Le climat est bien moins tendu que lorsque, jeune homme, je suis venu en Israël — trente ans déjà ! Le security fence doit y être pour beaucoup. Et pourtant, dans les médias, il n’a jamais été autant question d’une guerre massive, contre l’Iran dans ce cas. Dizengoff Tower, un centre commercial. J’y déambule. J’entends le russe autant que l’hébreu, et peut-être même plus. Sur le Dizengoff Square au centre duquel se tient la “Fire and Water Fountain” de Yaakov Agam, une place où malgré l’encrassement des façades Tel-Aviv la Blanche se laisse deviner. Yaakov Agam, un artiste dont j’ai découvert l’œuvre cinétique dans les années 1970 et qui a contribué à l’ambiance de mes années de jeunesse.

Promenade sur le front de mer. Les Israéliens qui ne manquent pas de grands architectes ont érigé sur une bonne portion de ce front de mer des constructions aussi imposantes que laides. Sur le bord de la promenade, une discrète proue est encastrée. J’y lis : ‟On June 21 1948 the IZL arms ship «Altalena» anchored off this shore was shelled on orders of the provisional government of Israel.”

Au 167 Meir Dizengoff, chez un bouquiniste. Des livres d’occasion dans presque toutes les langues d’Europe. La diaspora ! J’aimerais connaître l’histoire de chacun d’eux, les lieux où ils ont séjourné, les mains qui en ont tourné les pages et les regards qui s’y sont posés.

Beauté des arbres de Tel Aviv…

On a comparé Tel Aviv à Odessa au point qu’elle a parfois été nommée l’‟Odessa de la mer Méditerranée”. Mais contrairement à Odessa, Tel Aviv n’a pas été construite à l’initiative d’un pouvoir central mais à celle d’individus ou de petits groupes ; elle ne s’inscrivait dans aucun projet d’urbanisme global. Par ailleurs, Tel Aviv fut édifiée en un endroit sans aucun attrait, sans un mouillage naturel par exemple. Le seul attrait : la proximité de Jaffa et de villages agricoles fondés à partir de 1882, lors de la première aliya. La fondation d’une ville en Eretz Israel correspondait à l’accroissement de la population juive urbaine au cours du XIXe siècle. Pensons en particulier à New York ou Varsovie. Certes, la ville représentait une menace pour la solidité des structures communautaires et la tradition, elle représentait cependant une promesse.

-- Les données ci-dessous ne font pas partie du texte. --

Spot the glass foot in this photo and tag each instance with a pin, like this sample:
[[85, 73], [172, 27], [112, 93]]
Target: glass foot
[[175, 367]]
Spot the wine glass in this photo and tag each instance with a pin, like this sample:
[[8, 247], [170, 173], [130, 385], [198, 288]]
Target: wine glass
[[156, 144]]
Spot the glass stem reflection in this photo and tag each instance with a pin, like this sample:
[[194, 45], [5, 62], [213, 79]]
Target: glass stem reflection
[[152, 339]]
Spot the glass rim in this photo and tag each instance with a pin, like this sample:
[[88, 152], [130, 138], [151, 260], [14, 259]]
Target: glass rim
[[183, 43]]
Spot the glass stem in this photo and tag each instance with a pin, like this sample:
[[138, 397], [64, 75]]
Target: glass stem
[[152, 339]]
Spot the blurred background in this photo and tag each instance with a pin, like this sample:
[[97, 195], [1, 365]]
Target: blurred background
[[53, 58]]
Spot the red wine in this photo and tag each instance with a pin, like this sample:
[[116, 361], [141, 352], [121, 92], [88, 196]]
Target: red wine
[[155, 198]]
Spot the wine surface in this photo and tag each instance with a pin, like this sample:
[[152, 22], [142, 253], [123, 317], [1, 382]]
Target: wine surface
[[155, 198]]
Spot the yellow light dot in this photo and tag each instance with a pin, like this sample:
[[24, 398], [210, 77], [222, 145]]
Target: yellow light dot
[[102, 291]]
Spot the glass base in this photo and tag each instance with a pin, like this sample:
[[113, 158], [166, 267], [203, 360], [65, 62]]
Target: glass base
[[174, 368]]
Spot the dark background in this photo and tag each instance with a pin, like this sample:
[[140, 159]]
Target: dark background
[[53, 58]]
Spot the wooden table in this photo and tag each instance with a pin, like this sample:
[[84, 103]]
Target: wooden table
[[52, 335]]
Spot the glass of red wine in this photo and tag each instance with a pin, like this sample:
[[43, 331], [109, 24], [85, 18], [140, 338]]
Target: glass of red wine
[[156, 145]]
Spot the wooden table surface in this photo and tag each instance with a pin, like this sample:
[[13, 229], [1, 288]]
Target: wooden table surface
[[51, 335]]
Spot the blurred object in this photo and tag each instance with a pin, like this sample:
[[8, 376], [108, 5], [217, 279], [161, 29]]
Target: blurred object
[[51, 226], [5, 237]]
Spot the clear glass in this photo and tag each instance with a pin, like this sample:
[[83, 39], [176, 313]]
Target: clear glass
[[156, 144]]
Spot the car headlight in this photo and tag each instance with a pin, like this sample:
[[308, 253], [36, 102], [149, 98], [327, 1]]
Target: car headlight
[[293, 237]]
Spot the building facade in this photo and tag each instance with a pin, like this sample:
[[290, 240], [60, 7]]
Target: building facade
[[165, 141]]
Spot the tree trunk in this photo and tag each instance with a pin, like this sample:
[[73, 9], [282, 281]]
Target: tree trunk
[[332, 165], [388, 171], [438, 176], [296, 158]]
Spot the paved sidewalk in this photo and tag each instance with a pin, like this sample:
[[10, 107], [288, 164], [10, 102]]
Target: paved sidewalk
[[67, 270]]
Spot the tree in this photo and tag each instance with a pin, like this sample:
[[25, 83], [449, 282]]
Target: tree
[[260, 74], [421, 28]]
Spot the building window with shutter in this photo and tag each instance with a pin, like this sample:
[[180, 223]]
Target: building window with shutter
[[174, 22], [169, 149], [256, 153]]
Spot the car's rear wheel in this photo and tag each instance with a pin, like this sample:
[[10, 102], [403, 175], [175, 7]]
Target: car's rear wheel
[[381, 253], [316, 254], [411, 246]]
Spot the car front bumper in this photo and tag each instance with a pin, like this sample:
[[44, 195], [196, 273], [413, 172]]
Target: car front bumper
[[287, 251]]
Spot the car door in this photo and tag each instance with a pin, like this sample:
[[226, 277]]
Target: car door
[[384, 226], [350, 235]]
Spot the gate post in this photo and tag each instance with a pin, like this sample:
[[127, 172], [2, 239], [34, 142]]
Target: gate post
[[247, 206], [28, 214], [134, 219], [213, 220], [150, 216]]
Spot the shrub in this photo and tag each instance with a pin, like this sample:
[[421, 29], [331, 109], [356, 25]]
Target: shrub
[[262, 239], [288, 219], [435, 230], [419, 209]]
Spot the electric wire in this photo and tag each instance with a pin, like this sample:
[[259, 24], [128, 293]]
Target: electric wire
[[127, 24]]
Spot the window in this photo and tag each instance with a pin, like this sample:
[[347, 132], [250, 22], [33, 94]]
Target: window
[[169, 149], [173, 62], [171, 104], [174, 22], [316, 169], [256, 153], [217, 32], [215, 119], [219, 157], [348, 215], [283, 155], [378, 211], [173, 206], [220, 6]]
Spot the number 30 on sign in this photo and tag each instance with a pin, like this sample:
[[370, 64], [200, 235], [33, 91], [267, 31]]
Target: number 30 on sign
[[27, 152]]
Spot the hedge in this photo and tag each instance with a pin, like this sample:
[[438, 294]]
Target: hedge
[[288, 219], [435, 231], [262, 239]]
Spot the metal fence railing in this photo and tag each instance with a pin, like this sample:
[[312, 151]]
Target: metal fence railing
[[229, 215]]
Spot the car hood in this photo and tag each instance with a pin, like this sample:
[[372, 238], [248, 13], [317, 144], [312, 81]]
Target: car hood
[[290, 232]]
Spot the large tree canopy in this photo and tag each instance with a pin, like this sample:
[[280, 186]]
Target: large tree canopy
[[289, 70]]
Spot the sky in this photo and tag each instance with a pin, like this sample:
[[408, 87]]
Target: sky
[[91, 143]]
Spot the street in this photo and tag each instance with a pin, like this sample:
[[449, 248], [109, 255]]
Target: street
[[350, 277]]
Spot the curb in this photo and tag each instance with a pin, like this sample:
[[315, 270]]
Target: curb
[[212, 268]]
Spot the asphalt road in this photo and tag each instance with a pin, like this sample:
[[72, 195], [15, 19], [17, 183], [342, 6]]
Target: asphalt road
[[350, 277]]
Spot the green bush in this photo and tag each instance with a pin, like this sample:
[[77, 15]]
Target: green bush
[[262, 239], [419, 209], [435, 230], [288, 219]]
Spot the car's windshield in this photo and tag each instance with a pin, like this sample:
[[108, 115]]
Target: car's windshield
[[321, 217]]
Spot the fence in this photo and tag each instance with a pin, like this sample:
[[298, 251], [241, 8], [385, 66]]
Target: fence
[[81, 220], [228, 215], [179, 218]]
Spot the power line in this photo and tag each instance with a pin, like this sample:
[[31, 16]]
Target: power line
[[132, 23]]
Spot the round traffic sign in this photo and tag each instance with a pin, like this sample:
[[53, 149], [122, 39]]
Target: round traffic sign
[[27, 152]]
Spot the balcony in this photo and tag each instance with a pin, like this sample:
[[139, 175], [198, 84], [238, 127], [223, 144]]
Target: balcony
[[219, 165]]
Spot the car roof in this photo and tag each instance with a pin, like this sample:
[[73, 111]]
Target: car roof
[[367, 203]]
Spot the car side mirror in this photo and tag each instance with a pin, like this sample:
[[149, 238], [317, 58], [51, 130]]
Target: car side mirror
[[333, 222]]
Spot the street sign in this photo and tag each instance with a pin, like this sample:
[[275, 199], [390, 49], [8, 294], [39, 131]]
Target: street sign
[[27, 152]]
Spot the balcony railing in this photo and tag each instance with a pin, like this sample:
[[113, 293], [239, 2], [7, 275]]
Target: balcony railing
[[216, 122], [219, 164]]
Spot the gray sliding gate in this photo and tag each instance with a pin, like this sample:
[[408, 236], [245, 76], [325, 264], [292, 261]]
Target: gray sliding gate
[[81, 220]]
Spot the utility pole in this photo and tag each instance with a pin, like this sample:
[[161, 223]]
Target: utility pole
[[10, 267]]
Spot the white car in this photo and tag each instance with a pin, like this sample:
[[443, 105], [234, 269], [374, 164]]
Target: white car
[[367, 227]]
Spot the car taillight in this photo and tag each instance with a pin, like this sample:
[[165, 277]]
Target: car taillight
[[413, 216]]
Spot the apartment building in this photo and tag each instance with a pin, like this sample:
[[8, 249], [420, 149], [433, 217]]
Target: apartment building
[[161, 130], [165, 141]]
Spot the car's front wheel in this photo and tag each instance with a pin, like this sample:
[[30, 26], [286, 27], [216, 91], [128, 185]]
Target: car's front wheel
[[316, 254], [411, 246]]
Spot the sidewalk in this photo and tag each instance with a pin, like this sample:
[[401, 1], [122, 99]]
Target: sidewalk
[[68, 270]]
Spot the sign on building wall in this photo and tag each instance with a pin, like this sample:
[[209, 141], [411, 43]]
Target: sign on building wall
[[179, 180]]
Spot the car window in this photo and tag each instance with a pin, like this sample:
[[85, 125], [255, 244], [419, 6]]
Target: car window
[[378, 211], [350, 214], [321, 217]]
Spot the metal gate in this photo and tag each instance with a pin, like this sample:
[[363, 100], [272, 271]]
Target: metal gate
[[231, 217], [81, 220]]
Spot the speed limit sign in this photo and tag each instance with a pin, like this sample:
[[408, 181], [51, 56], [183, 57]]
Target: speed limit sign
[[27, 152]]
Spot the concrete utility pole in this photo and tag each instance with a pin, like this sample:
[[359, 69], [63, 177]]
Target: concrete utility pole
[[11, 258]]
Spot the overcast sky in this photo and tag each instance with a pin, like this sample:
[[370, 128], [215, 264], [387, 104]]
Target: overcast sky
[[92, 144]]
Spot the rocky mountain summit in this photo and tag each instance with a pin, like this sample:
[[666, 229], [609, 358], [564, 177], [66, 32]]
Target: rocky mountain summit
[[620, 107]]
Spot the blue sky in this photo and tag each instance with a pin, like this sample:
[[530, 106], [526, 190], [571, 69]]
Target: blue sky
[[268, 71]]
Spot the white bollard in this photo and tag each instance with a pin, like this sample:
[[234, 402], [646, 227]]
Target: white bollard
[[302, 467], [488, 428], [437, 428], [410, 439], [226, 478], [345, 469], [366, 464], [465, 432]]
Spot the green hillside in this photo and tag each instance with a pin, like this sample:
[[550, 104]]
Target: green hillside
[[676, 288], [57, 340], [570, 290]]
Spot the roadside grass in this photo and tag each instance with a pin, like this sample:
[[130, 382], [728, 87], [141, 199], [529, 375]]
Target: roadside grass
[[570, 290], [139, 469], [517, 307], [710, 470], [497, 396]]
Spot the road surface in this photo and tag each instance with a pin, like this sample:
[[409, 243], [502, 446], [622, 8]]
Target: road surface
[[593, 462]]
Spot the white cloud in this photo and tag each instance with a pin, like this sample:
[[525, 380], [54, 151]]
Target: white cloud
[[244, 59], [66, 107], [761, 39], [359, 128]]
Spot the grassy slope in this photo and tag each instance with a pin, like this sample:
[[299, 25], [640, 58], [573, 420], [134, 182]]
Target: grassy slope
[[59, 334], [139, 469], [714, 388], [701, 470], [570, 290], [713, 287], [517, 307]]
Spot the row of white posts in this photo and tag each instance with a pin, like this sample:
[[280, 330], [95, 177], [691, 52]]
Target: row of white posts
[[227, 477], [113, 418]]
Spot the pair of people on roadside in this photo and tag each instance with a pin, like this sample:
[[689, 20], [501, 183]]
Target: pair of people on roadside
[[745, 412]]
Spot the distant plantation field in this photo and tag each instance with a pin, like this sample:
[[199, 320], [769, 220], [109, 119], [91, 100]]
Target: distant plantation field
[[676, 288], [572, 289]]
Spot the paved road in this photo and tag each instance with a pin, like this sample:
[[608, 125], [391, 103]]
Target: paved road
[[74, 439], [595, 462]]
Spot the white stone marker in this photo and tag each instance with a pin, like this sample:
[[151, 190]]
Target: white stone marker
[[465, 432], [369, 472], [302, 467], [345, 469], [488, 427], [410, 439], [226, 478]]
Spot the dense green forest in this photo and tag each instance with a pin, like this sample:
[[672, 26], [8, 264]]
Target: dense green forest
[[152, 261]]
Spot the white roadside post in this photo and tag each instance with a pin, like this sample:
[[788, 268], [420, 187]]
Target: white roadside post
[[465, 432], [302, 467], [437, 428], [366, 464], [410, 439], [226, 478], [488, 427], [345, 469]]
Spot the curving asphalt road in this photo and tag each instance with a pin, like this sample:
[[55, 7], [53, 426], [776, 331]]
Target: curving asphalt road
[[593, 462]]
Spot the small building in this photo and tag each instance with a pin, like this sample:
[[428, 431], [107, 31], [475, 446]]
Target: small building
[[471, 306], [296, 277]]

Répétons-le, l’histoire du développement de Tel Aviv fut le fait de ses habitants, de leur spontanéité, et non d’un organisme centralisateur. A ce propos, le premier historien de Tel Aviv, Alter Droyanov, signale que le principal défi auquel durent faire face les fondateurs de ce qui allait devenir la première ville juive édifiée par des Juifs depuis la destruction du Second Temple, était d’éviter le chaos à tous les niveaux, alors que les moyens légaux manquaient pour imposer décrets et règlements dans des domaines névralgiques.

Tel Aviv s’est donc développée à partir de Jaffa. Les émeutes arabes de 1936-1939 rompirent les liens, essentiellement économiques et sociaux, qui l’unissaient à la ville arabe. De fait, la rupture était déjà consommée avant 1936, ainsi que le montre S. Y. Agnon (prix Nobel de littérature 1966) dans son roman ‟Only Yesterday”. Les fondateurs de Tel Aviv voulaient une ville juive et moderne, bien différente de sa voisine, Jaffa l’arabe.